Management Commentary and Strategic Roadmap
- The management projects credit cost normalization at 2.2% over a three- to five-year horizon, with AUM CAGR of 18–20%. - Diversification of funding sources coupled with yield optimization positions the company for sustainable margin expansion. - LAP and gold loans to provide strong ballast against volatility in enterprise and vehicle finance. - Efficiency measures are likely to keep the cost-to-income ratio below 42%, enhancing profitability.
Investor Levels and Technical Zones
- Current Market Price: Rs743 - Target Price: Rs850 (12-month horizon) - 52-week High: Rs892 - 52-week Low: Rs728 - Key Support: Rs728–Rs740 (accumulation zone) - Resistance Area: Rs780–Rs810 - Tactical investors may accumulate at sub-Rs750 levels, with momentum buyers targeting Rs850 over the medium term.
Bottomline: Retaining the Faith Amidst Short-Term Turbulence
Despite heightened credit costs and segment-specific stresses, Emkay's conviction in HDB Financial Services’ long-term trajectory stands firm.

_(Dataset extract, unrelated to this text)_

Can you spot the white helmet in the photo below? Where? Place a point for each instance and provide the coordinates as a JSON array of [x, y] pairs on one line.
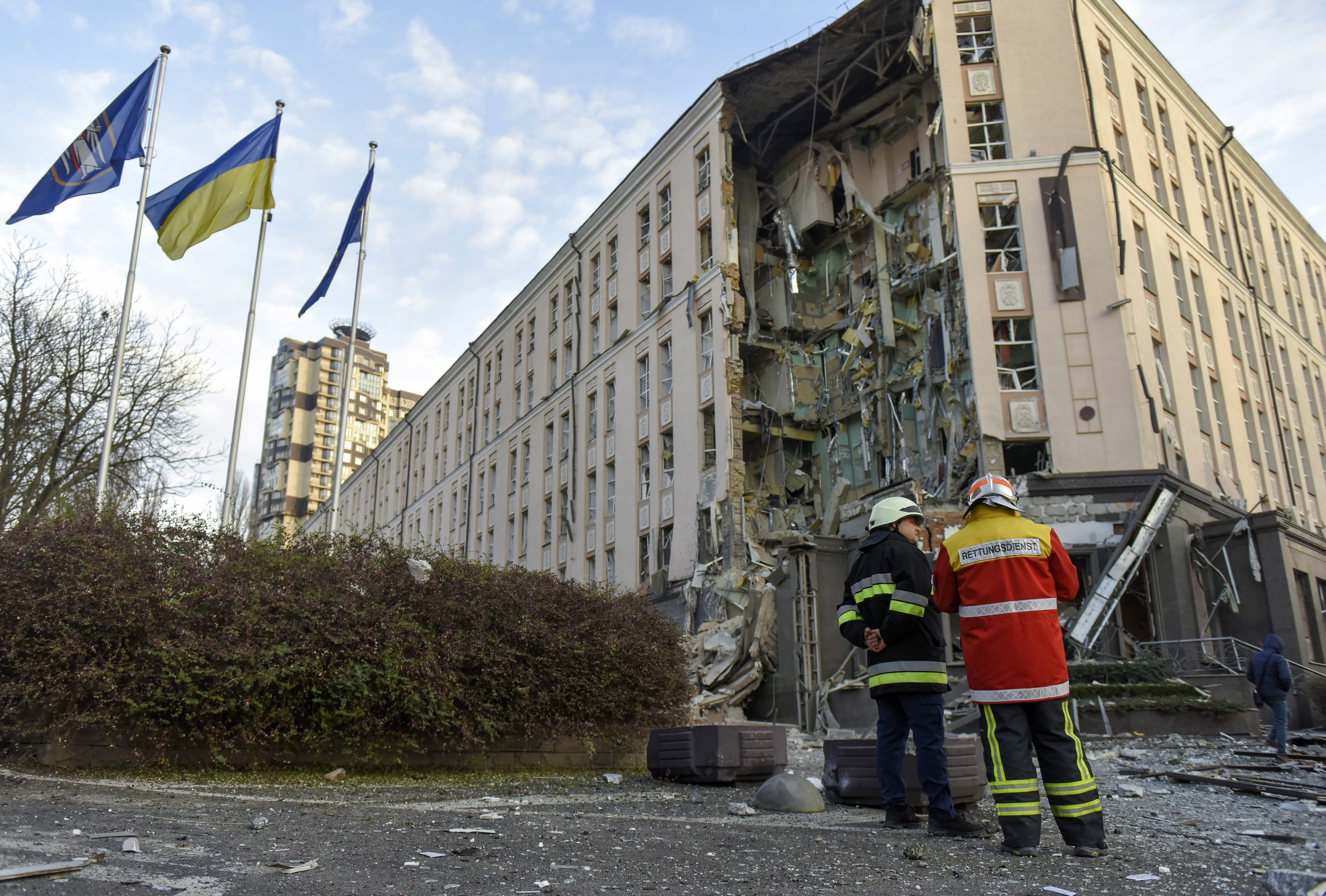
[[894, 510], [992, 489]]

With strong retail franchise growth, sectoral leadership, and prudent balance sheet stewardship, HDBFS remains a core holding for investors seeking India’s NBFC exposure. Tactical volatility may persist, but portfolio recalibration and disciplined management are expected to secure the company’s continued outperformance as macro conditions improve.